And so the entire trip went, four comics riffing in a car together all the way up Highway 71 and through La Grange. After the show that night, Andy retired to the hotel, his hell-raising days behind him, while Johnny, Rob, and I ducked off with some people from the show to finish off the night. Johnny’s friend Mike knew a bar a block from the comedy club and we ended up on the patio with some Austin locals.
Ninety percent of the 18-34 year old, male demographic in Austin looks exactly alike. Striped V-neck tee (or a not striped, but with a picture of Che Guevara or a Nintendo controller), glasses (regardless of whether or not their vision is bad), knit cap (despite being summer in Texas), and skinny jeans (how do you get those on? Do you unscrew your foot before you put your leg through and then reattach it?).

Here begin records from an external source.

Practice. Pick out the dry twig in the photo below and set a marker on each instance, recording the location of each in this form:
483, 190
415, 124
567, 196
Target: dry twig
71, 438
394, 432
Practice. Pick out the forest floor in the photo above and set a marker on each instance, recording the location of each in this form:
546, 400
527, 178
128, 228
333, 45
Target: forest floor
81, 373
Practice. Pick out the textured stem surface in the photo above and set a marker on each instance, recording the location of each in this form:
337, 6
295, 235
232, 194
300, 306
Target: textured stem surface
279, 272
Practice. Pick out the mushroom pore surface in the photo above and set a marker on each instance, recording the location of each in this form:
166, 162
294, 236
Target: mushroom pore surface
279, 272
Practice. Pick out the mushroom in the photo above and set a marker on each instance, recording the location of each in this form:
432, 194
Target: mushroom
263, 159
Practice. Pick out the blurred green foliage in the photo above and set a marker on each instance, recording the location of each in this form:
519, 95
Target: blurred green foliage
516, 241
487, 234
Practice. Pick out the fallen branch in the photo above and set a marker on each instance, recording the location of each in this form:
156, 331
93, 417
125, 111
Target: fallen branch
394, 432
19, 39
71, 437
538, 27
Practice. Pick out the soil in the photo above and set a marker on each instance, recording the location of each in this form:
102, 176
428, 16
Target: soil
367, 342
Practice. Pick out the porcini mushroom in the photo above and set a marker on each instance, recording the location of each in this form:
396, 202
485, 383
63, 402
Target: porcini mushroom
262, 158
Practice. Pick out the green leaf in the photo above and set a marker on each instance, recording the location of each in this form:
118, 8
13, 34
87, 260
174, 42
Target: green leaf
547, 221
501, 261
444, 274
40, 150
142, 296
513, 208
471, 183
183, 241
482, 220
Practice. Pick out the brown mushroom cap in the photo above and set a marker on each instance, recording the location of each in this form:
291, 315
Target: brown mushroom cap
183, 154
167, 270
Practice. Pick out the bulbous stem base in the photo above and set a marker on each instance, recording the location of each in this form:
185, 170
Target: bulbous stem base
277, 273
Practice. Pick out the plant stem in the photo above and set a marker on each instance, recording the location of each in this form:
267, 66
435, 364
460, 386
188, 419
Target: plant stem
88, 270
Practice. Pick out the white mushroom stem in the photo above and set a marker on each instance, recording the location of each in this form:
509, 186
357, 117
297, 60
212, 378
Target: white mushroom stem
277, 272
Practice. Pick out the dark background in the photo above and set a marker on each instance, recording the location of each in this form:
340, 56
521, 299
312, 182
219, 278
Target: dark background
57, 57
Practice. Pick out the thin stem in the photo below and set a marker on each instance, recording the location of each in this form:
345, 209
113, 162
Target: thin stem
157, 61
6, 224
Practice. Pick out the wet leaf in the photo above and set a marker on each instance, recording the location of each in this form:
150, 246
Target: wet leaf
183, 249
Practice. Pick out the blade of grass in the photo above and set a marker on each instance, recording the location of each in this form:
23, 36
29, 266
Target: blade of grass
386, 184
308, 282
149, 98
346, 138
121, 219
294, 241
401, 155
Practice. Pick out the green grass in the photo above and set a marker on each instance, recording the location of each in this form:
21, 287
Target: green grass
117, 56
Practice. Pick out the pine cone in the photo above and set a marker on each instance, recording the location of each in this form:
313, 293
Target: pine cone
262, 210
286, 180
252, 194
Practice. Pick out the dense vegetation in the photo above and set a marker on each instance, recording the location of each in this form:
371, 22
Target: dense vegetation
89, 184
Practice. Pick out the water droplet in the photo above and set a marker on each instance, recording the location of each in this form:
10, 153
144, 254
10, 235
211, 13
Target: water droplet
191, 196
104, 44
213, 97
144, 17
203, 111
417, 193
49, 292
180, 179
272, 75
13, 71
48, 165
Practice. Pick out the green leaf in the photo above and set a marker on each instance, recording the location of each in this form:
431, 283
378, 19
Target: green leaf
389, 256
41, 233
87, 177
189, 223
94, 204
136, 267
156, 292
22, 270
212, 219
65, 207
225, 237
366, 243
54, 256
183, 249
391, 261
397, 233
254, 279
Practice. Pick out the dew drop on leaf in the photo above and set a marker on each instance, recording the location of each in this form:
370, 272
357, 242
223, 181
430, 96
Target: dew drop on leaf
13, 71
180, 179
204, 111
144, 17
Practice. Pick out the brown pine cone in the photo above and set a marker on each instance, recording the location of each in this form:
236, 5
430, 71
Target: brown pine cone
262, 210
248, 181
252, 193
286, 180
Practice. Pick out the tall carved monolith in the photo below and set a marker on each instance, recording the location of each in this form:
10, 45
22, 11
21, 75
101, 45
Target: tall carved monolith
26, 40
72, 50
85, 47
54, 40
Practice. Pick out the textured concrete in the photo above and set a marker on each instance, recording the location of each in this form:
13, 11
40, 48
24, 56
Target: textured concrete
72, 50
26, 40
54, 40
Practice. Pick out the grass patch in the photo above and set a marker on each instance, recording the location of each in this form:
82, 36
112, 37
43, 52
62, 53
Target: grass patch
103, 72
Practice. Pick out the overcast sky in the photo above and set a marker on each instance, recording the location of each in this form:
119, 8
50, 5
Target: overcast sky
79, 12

I happened to be sitting next to their leader, who had replaced his Chris Martin-esque hat with a pair of sunglasses at 1:45 in the morning. “I had them on when I got here, man,” he said, which meant he had to have gotten there at 7:00, which meant he either was lying or that he had been at a completely dead bar for seven hours, which meant that either way he was probably a complete loser. As if to confirm my suspicions, he slid a business card across the table that had the words “The Poet of Funk” printed across a picture of him combing his hair while wearing his signature sunglasses.
“I do alternative hip hop,” he said.
“I don’t know how to talk to you,” I replied, and turned back around to my friends.
Rob was talking to the girl that ran the bar’s karaoke night, or rather was talking directly to her boobs, and Johnny was engrossed in another conversation… and next to them sat an eight-foot tall stuffed banana with a huge smiling face and dreadlocks. Johnny isn’t a small guy, but the massive fruit dwarfed him. I blinked a few disbelieving blinks, and when I opened my eyes again it was still there. I glanced around for an explanation, but a round of shots came out before I could ask.
“That’s our mascot,” the bartender said as he set the drinks down. “The Rasta Banana.”
“That’s some real shit, right there,” the Poet echoed, sipping his Pabst Blue Ribbon. “It’s dope than a motherfucker.”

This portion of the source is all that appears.